Cannes-Skandalfilm und anderer Terror: Die letzten Tage des Fantasy Filmfests bieten B-Movie-Plots oder augenzwinkernde Hinweise darauf

von HOLGER RÖMERS

Es wirkt wie eine stumme Bitte um Hilfe vom Publikum, wenn Monica Beluccis Hand in Irréversible den unteren Bildrand berührt. Die Zuschauer müssen indes eine Vergewaltigung ansehen, die unerbittlich in einer einzigen starren Einstellung gefilmt ist. Als Alternative bleibt allein der Gang aus dem Kino, den die Premierenbesucher beim Festival von Cannes denn auch in Scharen antraten. Nun ist Gaspar Noés Film, der seine knapp 24 Stunden umspannende Handlung in umgekehrter chronologischer Reihenfolge erzählt, im Rahmen des Fantasy Filmfests erstmals in Deutschland zu sehen – und entpuppt sich als ein Fall frivol verschwendeten Regietalents.

Die fraglose Ekelhaftigkeit der beschriebenen Szene ließe sich nämlich gegebenenfalls als selbst auferlegte Verpflichtung rechtfertigen, die Augen vor den Scheußlichkeiten der Welt nicht zu verschließen. Doch gelegentliches Augenzwinkern an anderer Stelle lässt die Zumutung ans Publikum zur bloßen Koketterie geraten. So will Noé sich eine Anspielung auf seinen Vorgängerfilm ebenso wenig verkneifen wie einen selbstreferentiell-ironischen Dialogsatz, in dem der eine Protagonist dem anderen vorhält, sein Rachefeldzug für die Vergewaltigung der Freundin entspreche einem B-Film-Plot. Unter diesen Umständen dienen auch die Cleverness der Erzählstruktur und die Souveränität der Rhythmusvariationen allein dem spekulativen Kalkül.

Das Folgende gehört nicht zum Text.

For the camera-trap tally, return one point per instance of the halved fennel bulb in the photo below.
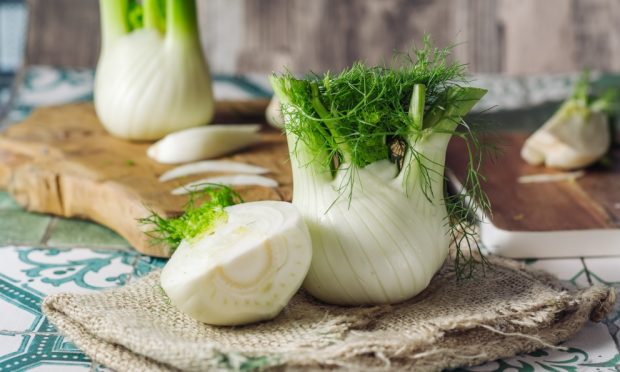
(245, 270)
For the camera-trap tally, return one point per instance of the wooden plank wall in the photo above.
(507, 36)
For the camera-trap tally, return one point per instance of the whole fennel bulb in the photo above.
(368, 149)
(234, 263)
(151, 80)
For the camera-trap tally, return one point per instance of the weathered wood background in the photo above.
(509, 36)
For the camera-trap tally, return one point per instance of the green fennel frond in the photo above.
(197, 219)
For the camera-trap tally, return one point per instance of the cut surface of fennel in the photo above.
(246, 270)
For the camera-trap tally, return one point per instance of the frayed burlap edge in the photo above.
(452, 347)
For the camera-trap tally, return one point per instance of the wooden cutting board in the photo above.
(568, 218)
(61, 161)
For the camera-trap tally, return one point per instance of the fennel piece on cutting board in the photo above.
(563, 217)
(61, 161)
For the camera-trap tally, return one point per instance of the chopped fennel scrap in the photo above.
(204, 143)
(215, 166)
(576, 136)
(236, 180)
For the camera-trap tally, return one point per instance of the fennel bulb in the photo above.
(244, 270)
(234, 263)
(151, 80)
(368, 149)
(576, 136)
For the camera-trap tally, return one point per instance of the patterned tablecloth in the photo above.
(41, 254)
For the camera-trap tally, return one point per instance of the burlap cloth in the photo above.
(510, 310)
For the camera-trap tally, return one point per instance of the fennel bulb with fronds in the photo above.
(368, 149)
(152, 78)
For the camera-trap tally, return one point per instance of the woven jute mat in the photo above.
(507, 311)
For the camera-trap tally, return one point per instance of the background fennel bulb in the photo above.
(235, 263)
(152, 78)
(368, 150)
(576, 136)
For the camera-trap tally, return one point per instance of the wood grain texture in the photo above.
(242, 36)
(589, 202)
(61, 161)
(63, 33)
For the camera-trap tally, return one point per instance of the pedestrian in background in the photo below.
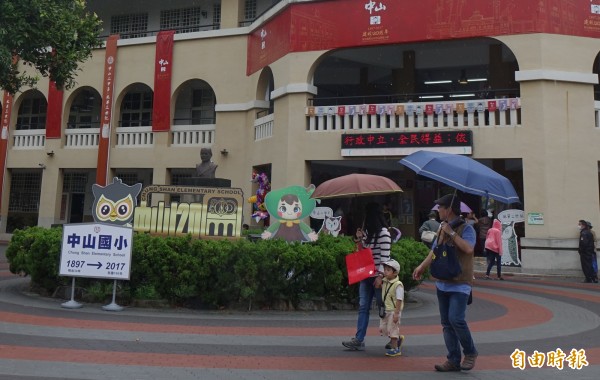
(453, 295)
(594, 256)
(484, 223)
(586, 251)
(376, 236)
(431, 225)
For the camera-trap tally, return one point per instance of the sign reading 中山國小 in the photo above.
(96, 250)
(368, 144)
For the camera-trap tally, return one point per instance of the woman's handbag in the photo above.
(360, 265)
(428, 236)
(444, 263)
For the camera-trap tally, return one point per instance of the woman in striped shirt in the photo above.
(376, 236)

Ein anderer französischer Festivalbeitrag bezeugt dafür, dass man es nunmehr auch im Nachbarland dem Vorbild Hollywoods gleichtut und altmodische B-Film-Stoffe als Ausgangsmaterial für große Mainstream-Produktionen recyclet. Belphégor beruht auf der gleichnamigen Fernsehserie aus dem Jahre 1965, in der ein Geist den Louvre heimsuchte. Wenn aus einer altägyptischen Mumie, die in den Magazinbeständen des Museums in Vergessenheit geraten war, eine ruhelose Seele in Sophie Marceaus Körper wandert, gibt Regisseur Jean-Paul Salomé sich gar nicht erst Mühe, daraus einen stringenten Erzählstrang zu knüpfen. Doch gerade diese Nonchalance macht seinen Film zu einem charmanten Vergnügen, zumal sich für Michel Serrault und Julie Christie bezaubernde Nebenrollen fanden.

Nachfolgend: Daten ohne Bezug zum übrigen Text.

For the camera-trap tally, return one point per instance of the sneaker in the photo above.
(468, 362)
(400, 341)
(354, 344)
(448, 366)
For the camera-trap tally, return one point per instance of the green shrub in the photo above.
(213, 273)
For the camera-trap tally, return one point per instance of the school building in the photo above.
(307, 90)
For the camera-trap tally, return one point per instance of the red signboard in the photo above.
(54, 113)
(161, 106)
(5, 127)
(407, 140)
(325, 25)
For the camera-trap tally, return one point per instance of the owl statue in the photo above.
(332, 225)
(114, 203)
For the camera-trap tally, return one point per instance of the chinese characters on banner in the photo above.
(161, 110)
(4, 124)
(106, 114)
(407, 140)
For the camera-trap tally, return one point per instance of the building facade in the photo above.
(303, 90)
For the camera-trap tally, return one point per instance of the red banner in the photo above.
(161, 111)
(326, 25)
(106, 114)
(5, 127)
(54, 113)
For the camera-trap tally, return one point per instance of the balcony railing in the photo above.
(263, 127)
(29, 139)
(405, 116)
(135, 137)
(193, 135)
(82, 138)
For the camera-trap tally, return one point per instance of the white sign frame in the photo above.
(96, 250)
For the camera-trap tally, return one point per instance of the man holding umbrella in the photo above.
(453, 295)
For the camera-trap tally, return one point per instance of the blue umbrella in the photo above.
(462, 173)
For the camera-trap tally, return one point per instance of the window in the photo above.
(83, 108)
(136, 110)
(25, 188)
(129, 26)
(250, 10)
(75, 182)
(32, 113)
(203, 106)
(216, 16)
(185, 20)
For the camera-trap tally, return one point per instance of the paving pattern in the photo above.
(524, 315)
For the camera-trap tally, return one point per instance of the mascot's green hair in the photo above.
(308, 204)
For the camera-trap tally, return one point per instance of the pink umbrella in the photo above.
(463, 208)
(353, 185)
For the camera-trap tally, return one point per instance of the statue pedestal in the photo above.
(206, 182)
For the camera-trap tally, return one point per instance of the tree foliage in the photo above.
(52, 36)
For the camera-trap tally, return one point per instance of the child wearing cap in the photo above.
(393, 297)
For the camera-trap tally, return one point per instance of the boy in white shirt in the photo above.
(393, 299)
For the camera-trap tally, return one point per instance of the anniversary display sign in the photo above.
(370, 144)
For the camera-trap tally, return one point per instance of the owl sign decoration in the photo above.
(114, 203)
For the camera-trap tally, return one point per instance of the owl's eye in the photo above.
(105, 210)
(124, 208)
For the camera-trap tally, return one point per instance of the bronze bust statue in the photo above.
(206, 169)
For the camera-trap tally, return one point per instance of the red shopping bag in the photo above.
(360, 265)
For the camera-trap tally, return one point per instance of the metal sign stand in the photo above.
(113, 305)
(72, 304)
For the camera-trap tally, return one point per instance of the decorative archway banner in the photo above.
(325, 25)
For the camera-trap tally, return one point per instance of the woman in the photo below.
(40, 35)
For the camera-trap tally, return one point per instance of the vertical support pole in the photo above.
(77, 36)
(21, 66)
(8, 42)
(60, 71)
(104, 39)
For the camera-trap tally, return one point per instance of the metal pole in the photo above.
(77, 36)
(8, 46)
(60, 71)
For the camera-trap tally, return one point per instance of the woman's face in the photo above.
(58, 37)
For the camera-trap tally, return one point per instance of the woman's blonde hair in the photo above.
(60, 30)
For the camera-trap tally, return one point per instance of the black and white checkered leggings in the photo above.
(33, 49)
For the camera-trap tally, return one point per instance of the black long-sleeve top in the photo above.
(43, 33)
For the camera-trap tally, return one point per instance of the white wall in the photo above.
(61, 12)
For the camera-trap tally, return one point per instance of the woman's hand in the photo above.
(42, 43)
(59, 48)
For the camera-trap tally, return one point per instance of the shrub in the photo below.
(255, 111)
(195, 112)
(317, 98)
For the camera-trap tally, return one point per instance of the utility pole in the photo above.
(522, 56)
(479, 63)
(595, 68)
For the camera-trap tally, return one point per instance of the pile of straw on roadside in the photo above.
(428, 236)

Während Belphégor allenfalls für dezenten Grusel sorgt, fließt in dem südkoreanischen Thriller Say Yes das Blut in Strömen. Hwang Ki-Sungs grober Film, in dem ein Pärchen im Neuwagen eine Urlaubsreise antritt und von einem ominösen Anhalter heimgesucht wird, ruft Erinnerungen an den Landstraßenterror aus Hitcher oder Duell wach.

Eines traditionellen Topos des Horrorkinos bedient sich schließlich auch der Abschlussfilm des diesjährigen Festivals. Nach einer Netzhauttransplantation muss in The Eye eine junge Frau, die in Kindesjahren erblindet war, das Sehen erst allmählich wieder erlernen. Dass Nebenwirkungen dabei nicht ausbleiben, ist angesichts der tiefen Skepsis des Horrorkinos gegenüber Organspenden nicht anders zu erwarten. Also erblickt die junge Frau in diesem in Hongkong gedrehten soliden Genrewerk Geistergestalten, deren Grusel, wie es seit The Sixth Sense Mode ist, eine sprirituelle Note besitzt. Das Insistieren der Zwillingsbrüder Oxide und Danny Pang auf der Schönheit dieser Welt steht dabei schließlich in denkbar starkem Kontrast zum Nihilismus ihres Kollegen Noé.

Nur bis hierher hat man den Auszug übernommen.